Here is a very significant way of understanding the human drama, its disease and its remedy. It is all the more compelling once one has experienced “Pandemic Brain,” a condition of partial paralysis that has been widespread even among people who have not tested positive. James’s suggestion is expressive of a worldview which is considerably at odds with traditional understandings, especially those in the West that have tended toward detached, static, patriarchal, authority-oriented views of the relationship between God and world (or essence and existence). By way of contrast, James’s understanding is expressive of a worldview in which inspiration enters and sustains the world through the thought and action of those who are “doing their level best” to be faithful to Earth as “our common mother.”
James presents his understanding as a hypothetical for our consideration: “Suppose that the world’s author put the case to you”—the case for our doing our best in an uncertain world? Especially in the absence of any more authoritative answer to the perennial question, “What is life and how can we live it?,” wouldn’t we choose for cooperation and mutual support along with the maintenance of our own dignity?
Let us observe that this understanding is based on conscious awareness and choice, rather than traditional revelation or command or post-traditional weight of empirical evidence. It is also important to note that choice, as James presents it, is to be guided not by any particular metaphysic, but by considerations of results, consequences, and evaluations of what the various choices come to in the lived world of our purposes and relationships—in short, the world we choose to create.
So let us stand up in the warmer seasons with greater awareness of what we are doing and why, including the components of our chosen way of self-care and of giving articulation to the new culture we are creating. James acknowledges that there is a leap of affirmation involved in choice of this life-way:
The return to life can’t come about by talking. It is an act; to make you return to life, I must set an example for your imitation, I must deafen you to talk, or to the importance of talk, by showing you, as Bergson does, that the concepts we talk with are made for purposes of practice and not for purposes of insight.[3]
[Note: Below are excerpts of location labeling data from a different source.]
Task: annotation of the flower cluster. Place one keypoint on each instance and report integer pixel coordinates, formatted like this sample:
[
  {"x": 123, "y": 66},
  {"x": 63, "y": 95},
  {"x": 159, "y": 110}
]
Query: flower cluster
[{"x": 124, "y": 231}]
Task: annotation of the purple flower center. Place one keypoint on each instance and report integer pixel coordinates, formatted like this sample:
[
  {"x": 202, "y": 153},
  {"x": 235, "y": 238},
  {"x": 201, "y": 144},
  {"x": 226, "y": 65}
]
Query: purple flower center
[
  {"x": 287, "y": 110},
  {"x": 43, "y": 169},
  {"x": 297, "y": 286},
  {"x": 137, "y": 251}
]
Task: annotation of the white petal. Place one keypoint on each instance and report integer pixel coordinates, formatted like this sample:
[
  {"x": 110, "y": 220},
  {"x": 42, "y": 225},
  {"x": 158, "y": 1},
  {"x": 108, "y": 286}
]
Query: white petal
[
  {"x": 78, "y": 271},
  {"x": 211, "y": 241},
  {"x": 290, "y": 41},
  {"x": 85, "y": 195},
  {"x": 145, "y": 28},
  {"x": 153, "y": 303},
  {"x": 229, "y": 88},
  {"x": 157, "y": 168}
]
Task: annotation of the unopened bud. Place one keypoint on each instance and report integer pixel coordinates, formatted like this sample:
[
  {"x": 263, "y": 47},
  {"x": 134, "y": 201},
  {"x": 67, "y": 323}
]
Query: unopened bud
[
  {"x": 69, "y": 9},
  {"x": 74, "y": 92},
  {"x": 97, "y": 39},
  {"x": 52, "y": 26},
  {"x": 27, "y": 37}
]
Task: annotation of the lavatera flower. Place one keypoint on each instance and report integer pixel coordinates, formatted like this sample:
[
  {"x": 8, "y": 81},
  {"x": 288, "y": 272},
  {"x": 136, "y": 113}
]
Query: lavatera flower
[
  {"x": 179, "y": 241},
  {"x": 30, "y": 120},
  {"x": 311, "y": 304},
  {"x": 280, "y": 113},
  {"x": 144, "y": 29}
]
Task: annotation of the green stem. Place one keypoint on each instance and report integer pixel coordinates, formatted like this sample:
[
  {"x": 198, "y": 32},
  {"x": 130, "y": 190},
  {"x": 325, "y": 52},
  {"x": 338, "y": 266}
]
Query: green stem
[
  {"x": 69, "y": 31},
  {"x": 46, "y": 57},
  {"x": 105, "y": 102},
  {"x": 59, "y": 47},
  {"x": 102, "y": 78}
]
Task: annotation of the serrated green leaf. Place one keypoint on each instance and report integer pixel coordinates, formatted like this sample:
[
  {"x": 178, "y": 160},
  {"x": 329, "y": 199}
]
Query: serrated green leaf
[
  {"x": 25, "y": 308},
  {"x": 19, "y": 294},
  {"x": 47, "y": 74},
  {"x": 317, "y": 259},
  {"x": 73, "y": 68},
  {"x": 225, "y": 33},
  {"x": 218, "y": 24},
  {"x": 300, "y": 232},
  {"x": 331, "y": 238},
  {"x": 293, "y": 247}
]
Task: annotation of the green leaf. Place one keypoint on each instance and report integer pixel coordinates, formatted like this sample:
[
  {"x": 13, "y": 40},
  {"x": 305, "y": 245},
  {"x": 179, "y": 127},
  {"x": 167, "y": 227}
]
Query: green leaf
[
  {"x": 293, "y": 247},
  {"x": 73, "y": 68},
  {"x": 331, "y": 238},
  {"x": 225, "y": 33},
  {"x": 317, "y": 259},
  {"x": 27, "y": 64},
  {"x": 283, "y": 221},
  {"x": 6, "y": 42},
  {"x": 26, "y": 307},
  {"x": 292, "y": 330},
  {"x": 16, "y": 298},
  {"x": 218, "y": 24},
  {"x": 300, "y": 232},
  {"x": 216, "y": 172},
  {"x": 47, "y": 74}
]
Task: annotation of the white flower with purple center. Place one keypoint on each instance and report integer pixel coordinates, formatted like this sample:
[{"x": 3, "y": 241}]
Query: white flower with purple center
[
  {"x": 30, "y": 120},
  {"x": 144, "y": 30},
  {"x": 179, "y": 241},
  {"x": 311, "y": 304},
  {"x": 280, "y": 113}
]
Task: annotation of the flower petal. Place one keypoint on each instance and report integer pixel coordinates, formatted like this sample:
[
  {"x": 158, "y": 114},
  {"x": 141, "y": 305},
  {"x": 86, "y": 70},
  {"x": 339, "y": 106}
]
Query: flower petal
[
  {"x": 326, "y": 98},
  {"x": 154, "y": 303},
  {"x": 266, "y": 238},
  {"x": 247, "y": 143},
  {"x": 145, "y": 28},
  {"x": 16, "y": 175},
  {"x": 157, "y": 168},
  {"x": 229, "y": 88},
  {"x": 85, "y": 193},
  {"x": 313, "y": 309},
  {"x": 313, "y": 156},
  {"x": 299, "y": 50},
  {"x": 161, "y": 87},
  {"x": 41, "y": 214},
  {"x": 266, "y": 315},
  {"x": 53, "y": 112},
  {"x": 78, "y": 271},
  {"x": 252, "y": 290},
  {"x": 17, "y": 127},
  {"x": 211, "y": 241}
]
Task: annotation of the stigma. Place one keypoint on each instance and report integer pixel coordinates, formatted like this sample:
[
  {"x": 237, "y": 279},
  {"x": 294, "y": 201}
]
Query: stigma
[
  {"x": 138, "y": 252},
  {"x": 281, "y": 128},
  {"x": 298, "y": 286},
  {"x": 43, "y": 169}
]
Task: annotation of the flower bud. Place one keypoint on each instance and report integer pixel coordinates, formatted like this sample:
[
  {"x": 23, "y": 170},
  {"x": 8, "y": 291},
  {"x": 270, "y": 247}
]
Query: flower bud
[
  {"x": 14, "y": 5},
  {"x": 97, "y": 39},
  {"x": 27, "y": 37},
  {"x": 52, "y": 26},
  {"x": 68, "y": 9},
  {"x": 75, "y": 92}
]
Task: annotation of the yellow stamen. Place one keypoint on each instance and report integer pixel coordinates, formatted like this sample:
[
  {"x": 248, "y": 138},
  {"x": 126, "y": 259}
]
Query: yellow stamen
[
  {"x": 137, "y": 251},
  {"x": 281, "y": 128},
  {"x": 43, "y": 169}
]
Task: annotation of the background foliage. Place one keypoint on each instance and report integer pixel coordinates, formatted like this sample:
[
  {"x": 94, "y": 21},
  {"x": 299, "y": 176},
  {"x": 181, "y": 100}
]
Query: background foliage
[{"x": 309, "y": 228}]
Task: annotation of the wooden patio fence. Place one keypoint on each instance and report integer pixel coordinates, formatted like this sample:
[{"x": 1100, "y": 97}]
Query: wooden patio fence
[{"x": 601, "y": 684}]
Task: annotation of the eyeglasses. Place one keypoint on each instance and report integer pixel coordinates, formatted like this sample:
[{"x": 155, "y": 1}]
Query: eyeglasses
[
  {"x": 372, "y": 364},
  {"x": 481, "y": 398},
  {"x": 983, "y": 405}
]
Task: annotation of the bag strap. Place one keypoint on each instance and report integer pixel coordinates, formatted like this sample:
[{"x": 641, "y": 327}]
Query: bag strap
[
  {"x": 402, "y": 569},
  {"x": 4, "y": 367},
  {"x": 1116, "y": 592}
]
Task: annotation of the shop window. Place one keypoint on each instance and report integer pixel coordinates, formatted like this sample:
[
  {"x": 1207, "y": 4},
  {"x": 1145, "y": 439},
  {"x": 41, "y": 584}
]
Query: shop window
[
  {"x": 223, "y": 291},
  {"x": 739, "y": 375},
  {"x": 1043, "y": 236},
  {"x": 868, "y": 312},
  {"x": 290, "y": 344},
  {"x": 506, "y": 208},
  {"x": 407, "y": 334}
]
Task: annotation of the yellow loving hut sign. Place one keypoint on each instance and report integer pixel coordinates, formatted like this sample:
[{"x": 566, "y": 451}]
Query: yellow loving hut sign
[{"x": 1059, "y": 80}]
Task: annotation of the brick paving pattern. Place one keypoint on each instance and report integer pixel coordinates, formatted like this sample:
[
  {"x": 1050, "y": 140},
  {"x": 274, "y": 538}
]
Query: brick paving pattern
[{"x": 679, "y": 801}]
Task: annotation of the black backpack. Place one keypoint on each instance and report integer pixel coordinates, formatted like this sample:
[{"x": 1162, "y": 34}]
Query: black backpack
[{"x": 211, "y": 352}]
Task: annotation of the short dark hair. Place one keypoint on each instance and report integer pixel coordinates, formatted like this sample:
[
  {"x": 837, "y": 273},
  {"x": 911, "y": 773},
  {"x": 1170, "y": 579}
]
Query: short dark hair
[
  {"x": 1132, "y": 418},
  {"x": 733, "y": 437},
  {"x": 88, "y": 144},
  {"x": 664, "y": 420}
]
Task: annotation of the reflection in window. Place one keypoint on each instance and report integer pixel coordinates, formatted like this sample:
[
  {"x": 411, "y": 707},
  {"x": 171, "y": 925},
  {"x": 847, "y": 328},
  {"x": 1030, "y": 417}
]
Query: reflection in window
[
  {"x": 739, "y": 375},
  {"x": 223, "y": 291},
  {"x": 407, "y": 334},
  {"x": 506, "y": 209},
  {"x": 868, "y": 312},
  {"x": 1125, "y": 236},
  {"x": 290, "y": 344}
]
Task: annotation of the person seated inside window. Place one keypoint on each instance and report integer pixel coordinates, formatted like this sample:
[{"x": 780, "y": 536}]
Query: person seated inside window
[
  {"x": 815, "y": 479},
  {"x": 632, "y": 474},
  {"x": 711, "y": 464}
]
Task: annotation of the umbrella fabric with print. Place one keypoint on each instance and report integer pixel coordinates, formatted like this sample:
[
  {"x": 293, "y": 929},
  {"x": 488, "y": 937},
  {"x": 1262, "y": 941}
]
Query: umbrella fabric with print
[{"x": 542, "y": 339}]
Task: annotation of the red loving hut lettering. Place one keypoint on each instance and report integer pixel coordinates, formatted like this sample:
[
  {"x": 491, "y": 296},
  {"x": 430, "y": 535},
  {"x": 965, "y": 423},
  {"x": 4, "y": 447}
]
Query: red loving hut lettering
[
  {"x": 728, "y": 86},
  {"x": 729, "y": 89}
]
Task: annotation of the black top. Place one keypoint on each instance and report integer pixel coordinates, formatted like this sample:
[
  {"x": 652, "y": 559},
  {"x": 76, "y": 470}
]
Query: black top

We may still have the chance to join in the shared vocation of saving the planet. James suggests that we are desperately in need of a culture which supports this possibility, and that we are capable of taking the action to make it our own life-vocation.
Here’s hoping we can hear this message today—from James and other sources, even despite a radical upsurge in post-apocalyptic behavior which assumes that these days are really the last days, and that we have already dropped off the cliff of oblivion, such that pandemic and the final episodes of Trump are phenomena of freefall. Maybe they are, but maybe they aren't. William James recommends we “posit life.”[4]
[1] Hook, Sidney. “The new failure of nerve." Partisan Review 10.1 (1943), 2-23.
[2] Pragmatist, Lecture IX, “Pragmatism and Religion.”
[3] A Pluralistic Universe, Lecture VII, “The Continuity of Experience.”
[4] William James, Diary, April 30, 1870.